Unlike traditional evolutionary models that analyze individual amino acid mutations, VaxSeer uses a “protein language model” to learn the relationship between dominance and the combined effects of multiple mutations. “We simulate the dynamic change of dominance, which is more appropriate for rapidly evolving viruses like influenza,” said Wenxian Shi, a PhD student at MIT and lead author of the study.

How does VaxSeer work?

This tool has two main prediction engines:

Dominance: An estimate of the likelihood that a strain of influenza will spread.
Antigenicity: Predicts how effective the vaccine is at neutralizing that strain.
Combining the two factors, VaxSeer generates a “predictive coverage score,” which shows how closely the vaccine matches future strains of the virus. The closer this score is to zero, the better the match.

In a 10-year retrospective study, the MIT team compared VaxSeer's recommendations with the World Health Organization's (WHO) choices for two major influenza subtypes: A/H3N2 and A/H1N1.

For A/H3N2, VaxSeer's recommendation outperformed WHO's in 9/10 epidemic seasons.
For A/H1N1, the system was equal to or better than WHO in 6/10 seasons.
Notably, in the 2016 flu season, VaxSeer picked out a strain that the WHO wouldn't include in a vaccine until the following year.

VaxSeer's predictions also correlate closely with real-world vaccine efficacy data from the CDC (USA), the Practice Surveillance Network in Canada, and the I-MOVE program in Europe.

Racing with virus evolution

VaxSeer estimates the spread rate of each virus strain using a protein language model, then calculates dominance based on competition between strains. Next, the data is fed into a mathematical framework based on differential equations to simulate the spread.

Photo of article 78.jpg

For antigenicity, VaxSeer predicts vaccine efficacy through the hemagglutination inhibition test (HI test), a common measure of antigenicity.

“By modeling viral evolution and vaccine responses, AI tools like VaxSeer can help health officials make faster and better decisions, staying one step ahead in the race between infection and immunity,” Shi asserted.

VaxSeer currently focuses on the HA (hemagglutinin) protein, the main influenza antigen. Future versions could include the NA (neuraminidase) protein, immune history, manufacturing processes, or dosage. The team is also developing a method to predict virus evolution in the absence of data, based on relationships between virus families.

“VaxSeer is our attempt to keep up with the rapid pace of virus evolution,” said Regina Barzilay, MIT Distinguished Professor of AI and Medicine and co-author of the study.

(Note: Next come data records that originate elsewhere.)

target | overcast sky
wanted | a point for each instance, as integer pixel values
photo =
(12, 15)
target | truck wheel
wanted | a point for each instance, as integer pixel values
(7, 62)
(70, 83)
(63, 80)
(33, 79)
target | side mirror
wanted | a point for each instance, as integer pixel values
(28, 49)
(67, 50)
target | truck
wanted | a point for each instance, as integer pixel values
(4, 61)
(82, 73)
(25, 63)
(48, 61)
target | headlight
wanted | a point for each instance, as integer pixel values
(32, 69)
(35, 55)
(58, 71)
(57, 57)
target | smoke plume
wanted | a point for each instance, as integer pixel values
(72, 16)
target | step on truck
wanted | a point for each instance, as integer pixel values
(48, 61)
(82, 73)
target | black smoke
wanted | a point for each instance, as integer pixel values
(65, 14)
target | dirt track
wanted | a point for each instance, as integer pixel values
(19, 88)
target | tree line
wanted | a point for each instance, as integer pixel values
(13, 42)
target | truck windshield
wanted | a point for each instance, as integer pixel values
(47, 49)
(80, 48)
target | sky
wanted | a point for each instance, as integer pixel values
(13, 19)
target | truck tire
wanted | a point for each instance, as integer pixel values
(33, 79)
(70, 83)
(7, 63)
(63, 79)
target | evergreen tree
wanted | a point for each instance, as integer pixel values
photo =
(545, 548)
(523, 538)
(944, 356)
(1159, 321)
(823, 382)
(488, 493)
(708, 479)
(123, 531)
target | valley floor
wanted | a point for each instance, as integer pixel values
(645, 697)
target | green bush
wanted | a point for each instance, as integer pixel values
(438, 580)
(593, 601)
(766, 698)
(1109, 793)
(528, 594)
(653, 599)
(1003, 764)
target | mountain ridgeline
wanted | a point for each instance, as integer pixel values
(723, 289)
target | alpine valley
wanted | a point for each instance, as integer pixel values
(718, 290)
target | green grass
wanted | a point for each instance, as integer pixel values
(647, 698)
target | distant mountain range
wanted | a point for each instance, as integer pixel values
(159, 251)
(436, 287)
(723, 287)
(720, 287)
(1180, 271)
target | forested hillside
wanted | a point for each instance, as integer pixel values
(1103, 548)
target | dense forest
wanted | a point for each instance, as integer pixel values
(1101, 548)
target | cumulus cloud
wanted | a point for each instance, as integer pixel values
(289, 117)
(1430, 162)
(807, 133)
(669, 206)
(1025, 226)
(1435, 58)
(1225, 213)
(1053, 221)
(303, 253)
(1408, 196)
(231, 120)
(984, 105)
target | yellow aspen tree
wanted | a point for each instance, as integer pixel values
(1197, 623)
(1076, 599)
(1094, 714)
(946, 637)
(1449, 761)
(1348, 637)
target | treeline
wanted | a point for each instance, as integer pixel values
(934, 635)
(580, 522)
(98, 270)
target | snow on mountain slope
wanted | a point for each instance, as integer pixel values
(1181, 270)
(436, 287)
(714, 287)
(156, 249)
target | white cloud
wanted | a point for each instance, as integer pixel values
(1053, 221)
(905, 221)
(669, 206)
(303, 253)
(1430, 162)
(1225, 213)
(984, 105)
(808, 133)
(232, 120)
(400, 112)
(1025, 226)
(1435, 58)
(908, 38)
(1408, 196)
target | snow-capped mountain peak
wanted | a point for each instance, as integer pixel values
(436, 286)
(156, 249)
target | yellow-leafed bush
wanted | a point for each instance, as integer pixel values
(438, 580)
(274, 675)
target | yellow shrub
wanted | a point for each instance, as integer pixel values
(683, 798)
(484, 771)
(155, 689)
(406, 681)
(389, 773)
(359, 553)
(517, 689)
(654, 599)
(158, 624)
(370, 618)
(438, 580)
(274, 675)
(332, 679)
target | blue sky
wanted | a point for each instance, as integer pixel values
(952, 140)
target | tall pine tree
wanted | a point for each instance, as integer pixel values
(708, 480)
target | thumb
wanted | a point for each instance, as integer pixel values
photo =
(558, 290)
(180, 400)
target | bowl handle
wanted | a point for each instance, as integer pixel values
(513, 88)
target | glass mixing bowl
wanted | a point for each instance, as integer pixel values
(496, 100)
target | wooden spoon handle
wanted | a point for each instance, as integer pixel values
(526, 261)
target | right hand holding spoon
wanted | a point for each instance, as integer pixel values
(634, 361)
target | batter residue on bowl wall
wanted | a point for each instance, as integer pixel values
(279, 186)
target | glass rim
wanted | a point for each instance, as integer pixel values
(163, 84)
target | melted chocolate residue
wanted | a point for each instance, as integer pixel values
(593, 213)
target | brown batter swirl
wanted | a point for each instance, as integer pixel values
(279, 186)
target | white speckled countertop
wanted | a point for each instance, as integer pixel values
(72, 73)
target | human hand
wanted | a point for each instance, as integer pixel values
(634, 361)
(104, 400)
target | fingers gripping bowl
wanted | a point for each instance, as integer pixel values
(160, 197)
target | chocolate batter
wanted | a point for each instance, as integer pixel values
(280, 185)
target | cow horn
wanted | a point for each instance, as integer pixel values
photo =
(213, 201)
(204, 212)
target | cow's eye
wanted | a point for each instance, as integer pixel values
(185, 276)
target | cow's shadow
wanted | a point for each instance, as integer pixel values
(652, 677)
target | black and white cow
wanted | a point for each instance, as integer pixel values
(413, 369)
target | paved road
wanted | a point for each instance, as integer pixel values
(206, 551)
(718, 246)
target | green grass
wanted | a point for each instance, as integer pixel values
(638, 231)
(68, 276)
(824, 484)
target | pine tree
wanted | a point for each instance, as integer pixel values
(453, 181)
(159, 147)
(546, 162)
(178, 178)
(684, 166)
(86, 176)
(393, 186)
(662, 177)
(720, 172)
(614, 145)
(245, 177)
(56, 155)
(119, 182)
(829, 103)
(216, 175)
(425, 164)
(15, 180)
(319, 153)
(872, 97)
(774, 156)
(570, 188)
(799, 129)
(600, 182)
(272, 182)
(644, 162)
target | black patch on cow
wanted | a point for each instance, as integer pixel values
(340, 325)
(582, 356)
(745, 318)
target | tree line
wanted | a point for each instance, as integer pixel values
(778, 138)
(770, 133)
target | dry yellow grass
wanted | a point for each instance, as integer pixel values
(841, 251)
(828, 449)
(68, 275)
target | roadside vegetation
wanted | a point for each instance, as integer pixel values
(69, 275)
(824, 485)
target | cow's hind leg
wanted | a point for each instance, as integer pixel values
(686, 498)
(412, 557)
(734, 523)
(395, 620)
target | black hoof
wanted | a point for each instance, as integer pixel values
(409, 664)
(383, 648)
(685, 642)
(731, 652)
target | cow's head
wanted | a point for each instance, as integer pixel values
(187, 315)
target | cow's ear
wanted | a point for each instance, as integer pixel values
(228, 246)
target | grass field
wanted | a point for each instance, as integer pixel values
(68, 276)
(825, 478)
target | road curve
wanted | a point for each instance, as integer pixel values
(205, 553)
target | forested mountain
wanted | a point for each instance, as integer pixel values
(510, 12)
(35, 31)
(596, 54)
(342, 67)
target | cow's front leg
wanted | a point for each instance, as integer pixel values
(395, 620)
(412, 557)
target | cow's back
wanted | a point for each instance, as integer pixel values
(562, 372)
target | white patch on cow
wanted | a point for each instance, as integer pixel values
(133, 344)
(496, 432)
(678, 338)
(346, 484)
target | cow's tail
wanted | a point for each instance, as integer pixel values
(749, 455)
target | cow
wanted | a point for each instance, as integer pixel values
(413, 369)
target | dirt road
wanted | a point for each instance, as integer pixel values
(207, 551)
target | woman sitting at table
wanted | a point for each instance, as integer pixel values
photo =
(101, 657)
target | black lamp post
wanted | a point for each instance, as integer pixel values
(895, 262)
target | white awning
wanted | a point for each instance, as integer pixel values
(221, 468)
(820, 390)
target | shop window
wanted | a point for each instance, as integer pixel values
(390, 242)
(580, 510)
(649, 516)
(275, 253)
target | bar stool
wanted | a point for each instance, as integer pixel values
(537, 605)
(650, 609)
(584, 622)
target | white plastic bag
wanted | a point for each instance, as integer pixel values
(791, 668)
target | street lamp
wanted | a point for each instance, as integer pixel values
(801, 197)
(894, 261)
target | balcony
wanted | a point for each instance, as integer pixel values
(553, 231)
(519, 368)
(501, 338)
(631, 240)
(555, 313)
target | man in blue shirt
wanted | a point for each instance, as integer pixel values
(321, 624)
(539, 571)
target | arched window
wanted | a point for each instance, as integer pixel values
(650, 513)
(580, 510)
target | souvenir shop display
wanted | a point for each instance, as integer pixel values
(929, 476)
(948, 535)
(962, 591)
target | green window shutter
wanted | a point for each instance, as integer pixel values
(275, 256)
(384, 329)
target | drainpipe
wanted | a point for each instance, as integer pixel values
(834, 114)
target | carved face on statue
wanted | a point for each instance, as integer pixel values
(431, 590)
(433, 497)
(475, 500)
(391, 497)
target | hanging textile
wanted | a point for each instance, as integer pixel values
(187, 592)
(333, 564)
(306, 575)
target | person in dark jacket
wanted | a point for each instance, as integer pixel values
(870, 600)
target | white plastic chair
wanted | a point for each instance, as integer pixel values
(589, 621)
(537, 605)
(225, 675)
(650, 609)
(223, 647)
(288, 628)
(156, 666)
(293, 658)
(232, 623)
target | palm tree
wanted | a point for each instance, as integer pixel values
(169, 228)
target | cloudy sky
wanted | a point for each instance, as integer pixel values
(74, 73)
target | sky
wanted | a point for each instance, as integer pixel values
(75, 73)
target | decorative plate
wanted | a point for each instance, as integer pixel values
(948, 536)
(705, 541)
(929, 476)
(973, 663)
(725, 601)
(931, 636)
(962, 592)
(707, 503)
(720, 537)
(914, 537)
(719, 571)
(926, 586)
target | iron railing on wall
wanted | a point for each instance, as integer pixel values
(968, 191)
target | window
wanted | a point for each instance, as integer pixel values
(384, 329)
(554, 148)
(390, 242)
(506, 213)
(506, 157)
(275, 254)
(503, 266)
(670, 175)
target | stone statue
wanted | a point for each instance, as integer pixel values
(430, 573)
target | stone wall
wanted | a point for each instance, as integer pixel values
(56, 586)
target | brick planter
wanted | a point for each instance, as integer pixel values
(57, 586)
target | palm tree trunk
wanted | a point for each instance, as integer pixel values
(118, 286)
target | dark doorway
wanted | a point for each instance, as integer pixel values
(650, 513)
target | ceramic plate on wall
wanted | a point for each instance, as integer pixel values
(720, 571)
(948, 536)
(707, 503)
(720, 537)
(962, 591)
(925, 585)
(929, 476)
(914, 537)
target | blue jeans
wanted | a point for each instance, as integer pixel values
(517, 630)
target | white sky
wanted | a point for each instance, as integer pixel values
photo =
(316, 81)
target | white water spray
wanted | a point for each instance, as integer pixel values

Jon Stokes, assistant professor at McMaster University (Canada), commented: “The amazing point is not only the current results, but also the potential to extend to other areas: predicting the evolution of drug-resistant bacteria or treatment-resistant cancers. This is a completely new approach, allowing medical solutions to be designed before the disease has a chance to overcome the barrier.”